When I was 13, I thought my profession would be: In my family I was known as “the chef” because I can literally go into what one perceives as an empty refrigerator or cabinet and whip up all kinds of wonderful meals.
My dream job would be: anything that I look forward to getting out of bed, or staying up late, for and doing on a daily basis. If it was not what I was doing right now at Children’s Hospital, it would probably be something in the culinary field.
My nightmare job would be: any position where my day is full of repetition. I cannot think of anything worse than that given my personality!
Role model: Without hesitation, it is my mother. Her work ethic and commitment to our family was amazing. Still to this day, I can’t quite figure out how she did it all. She raised five girls to be strong independent women and showed us, by example, how to be honorable and caring adults.
Mentors: I have a lot of mentors in my life, and Jan Cady is definitely one of them. She has been instrumental in helping me to understand the importance of networking at this stage in my career. Another important mentor was a professor I had when I was completing my doctoral studies. I was juggling the demands of raising two small children, family, work and being a full-time student. Oftentimes, when I could not see the light at the end of the tunnel, she helped me keep things in perspective. It may sound trite, but during my dissertation, she really was the wind beneath my wings.
Best piece of professional advice I was ever given: Actually the advice came from my mother, and it is the importance of “paying it forward”. All of us understood from an early age that it was our responsibility and our duty “to pay it forward” and to help others who might have been less fortunate.

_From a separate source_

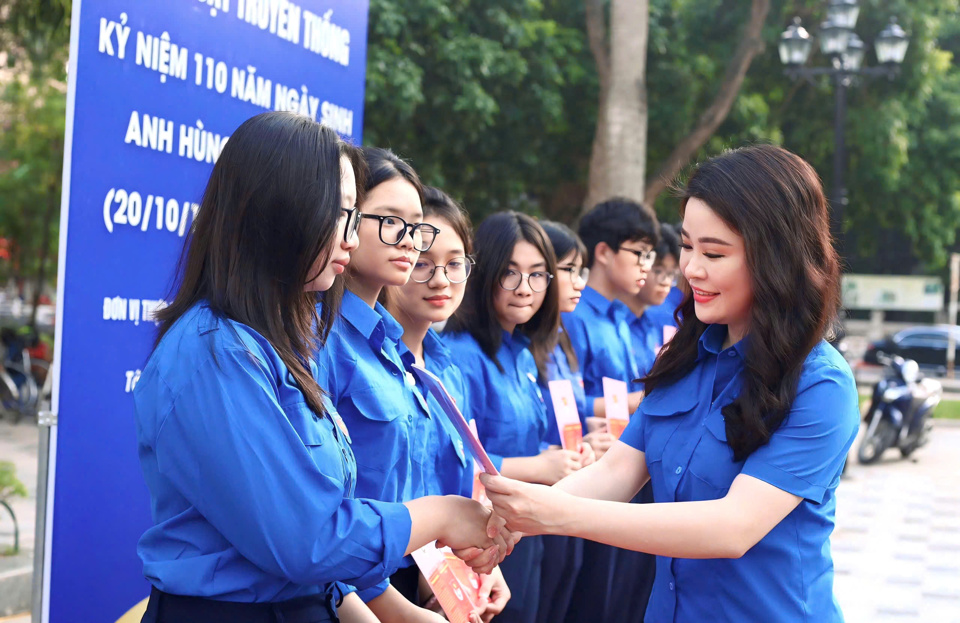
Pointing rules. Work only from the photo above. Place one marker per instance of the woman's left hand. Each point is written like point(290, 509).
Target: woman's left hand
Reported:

Best books read in the last year: “Brother, I’m Dying” by Edwidge Danticat. Ms. Danticat does a wonderful job explaining what she and others have endured due to political uprising and ongoing violence in her native land and, more importantly, the toll it takes on her family. This book gave me great insights both personally and professionally. My family immigrated to the United States; my mother is from Bermuda, my father from Haiti. In my role at the hospital, I need to find ways to connect on a very personal level with a diverse group of employees who are often first generation immigrants who came to the United States for various reasons and were forced to leave their families behind. Another great book I read, as part of my book club, was the “The Hunger Games” by Suzanne Collins.
Favorite Sound: My daughter’s laughter. It is a roaring, big belly laugh. It’s infectious, contagious, and when she laughs, so does everyone around her. The second I hear her laughter, it puts a huge smile on my face.
Least favorite sound: The dentist’s drill. It just pushes me over the edge!
One thing that most people don’t know about me: That I’m actually quite funny. My family often refers to me as the “little comedian” in the house, which is ironic, given that I am 5’11”!
My Boston Club moment: I volunteered to be a greeter at the Community Salute and I had the opportunity to meet so many fascinating women--just by standing in the stairway, directing them to the event. It was amazing! It taught me that getting the most from the Club was really up to me, and just stepping up and being involved in that small way was a really great start.